If you have not asked this question, or heard somebody else ask this question lately, chances are that you or somebody around you has at least thought this at some point. In what is now being called the worst natural disaster in South Dakota History, the home and business damaging deluge we received in the last part of September is just the latest in a long line of weather disasters in 2019. Besides even the tornado that caused significant damage in busy areas of Sioux Falls, this year has been one of the most difficult farming years in memory. The unusually wet conditions of the spring meant that very few farmers in the area managed to plant a full crop of corn or beans. And those who did manage to plant what they wanted are now wondering if they will be able to harvest, again, because of unusually wet conditions. On top of that is road damage, bridges washed out, and the list goes on and on. The devastating spring flood for our Nebraska neighbors seems like a distant memory, but that was this year, too. Who knows what the fall and winter weather will be?

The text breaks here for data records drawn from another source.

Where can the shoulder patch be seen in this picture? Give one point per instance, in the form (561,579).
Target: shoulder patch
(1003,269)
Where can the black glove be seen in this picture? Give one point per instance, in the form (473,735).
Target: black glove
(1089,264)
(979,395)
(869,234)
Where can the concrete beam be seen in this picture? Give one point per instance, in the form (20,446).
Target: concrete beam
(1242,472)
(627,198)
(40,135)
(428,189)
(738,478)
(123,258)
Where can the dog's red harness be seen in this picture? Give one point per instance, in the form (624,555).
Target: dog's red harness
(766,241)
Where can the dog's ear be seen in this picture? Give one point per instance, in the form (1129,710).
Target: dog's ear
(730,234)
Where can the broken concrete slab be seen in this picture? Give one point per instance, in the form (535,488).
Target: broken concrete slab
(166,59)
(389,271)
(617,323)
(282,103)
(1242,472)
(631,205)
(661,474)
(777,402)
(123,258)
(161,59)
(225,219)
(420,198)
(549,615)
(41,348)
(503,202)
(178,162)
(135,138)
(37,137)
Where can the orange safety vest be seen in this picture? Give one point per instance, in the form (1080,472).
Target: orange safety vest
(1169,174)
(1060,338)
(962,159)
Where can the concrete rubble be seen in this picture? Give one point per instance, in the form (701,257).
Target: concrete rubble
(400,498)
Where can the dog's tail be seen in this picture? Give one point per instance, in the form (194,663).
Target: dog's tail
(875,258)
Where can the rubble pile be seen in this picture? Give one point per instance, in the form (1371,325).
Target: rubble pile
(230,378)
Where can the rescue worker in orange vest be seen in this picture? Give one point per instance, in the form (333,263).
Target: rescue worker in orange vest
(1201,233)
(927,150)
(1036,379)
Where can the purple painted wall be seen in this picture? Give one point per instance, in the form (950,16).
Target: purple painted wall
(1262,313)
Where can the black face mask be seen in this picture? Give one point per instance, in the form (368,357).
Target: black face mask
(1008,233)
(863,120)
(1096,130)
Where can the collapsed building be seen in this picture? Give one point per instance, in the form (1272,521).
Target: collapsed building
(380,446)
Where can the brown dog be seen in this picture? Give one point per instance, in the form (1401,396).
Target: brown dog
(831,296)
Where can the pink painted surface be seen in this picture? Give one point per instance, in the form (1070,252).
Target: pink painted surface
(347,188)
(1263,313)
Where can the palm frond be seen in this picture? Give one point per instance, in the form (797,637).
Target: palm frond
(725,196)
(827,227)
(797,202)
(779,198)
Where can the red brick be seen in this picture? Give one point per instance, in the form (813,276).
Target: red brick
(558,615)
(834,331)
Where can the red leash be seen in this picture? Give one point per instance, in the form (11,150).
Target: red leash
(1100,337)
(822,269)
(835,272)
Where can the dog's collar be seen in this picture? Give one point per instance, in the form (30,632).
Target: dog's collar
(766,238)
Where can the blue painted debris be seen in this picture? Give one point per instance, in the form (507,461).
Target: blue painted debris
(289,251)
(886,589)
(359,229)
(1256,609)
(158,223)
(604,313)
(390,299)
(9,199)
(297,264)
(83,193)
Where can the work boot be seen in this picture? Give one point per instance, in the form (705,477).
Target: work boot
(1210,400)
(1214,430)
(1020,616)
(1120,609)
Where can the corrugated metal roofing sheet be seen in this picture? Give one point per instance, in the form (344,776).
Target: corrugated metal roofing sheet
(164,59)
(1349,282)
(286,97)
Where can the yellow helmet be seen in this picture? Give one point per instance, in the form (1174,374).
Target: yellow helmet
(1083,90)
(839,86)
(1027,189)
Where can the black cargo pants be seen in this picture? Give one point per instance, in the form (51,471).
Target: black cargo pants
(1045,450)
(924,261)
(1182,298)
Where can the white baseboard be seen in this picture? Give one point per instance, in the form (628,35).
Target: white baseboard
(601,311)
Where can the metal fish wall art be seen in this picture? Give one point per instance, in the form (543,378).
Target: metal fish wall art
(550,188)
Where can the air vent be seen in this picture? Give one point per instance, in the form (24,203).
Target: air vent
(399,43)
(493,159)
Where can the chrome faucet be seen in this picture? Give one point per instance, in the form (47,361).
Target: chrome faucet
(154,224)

Most years we are praying for a nice shot of rain. This year, we have so much water that we’ve never really even dried off after the spring snowmelt.
Just what is God thinking? Why is He doing this to us?
I have an answer for you, but you won’t like it. I don’t even like it. The answer is this: I don’t know. I really don’t know because God doesn’t say. And we can’t say more about Him than He does about Himself. But I know this – God does incredible things with water. In our baptism liturgy, we pray, “Through the Baptism in the Jordan of Your beloved Son, our Lord Jesus Christ, You sanctified and instituted all waters to be a blessed flood and a lavish washing away of sin.”
All water? Yes, all water. Even the water that filled so many homes and businesses in September. Even the water that prevented the spring planting and might prevent a fall harvest. Water is a reminder of baptism, and baptism is a reminder of the flood of Noah. In that flood, water both destroyed the old creation but also saved God’s faithful. In our own flooding, we see the awesome power of water that washes out bridges and causes awful damage to homes and crops. But we are also reminded of God’s faithfulness who, even though we forget Him, allows the rain to fall and the crops to grow and the sun to shine. Were it not for Him, we would have years like this every year – and even a lot worse! For we certainly deserve nothing but present and eternal punishment. But God is merciful and just, and in His mercy He gives us what we don’t deserve – the forgiveness of sins, life and salvation.
So years like this can teach us at least one thing: We are certainly not in control of the weather, or even our own lives. When disasters pile up, and the losses mount, the proper response is to repent. Repent! Repent of wanting and trying to be your own God. Repent of thinking you are in control of everything (or anything!). Repent of not being thankful for God who gives us all good things. And when the sun comes out and the ground dries? Give thanks to God for His continued mercy and care.
Take heart. All waters point us to Baptism, and Baptism points us to Jesus, and Jesus points us to His suffering and death, and His suffering and death points us to the forgiveness of our sins. And there is no greater comfort than that.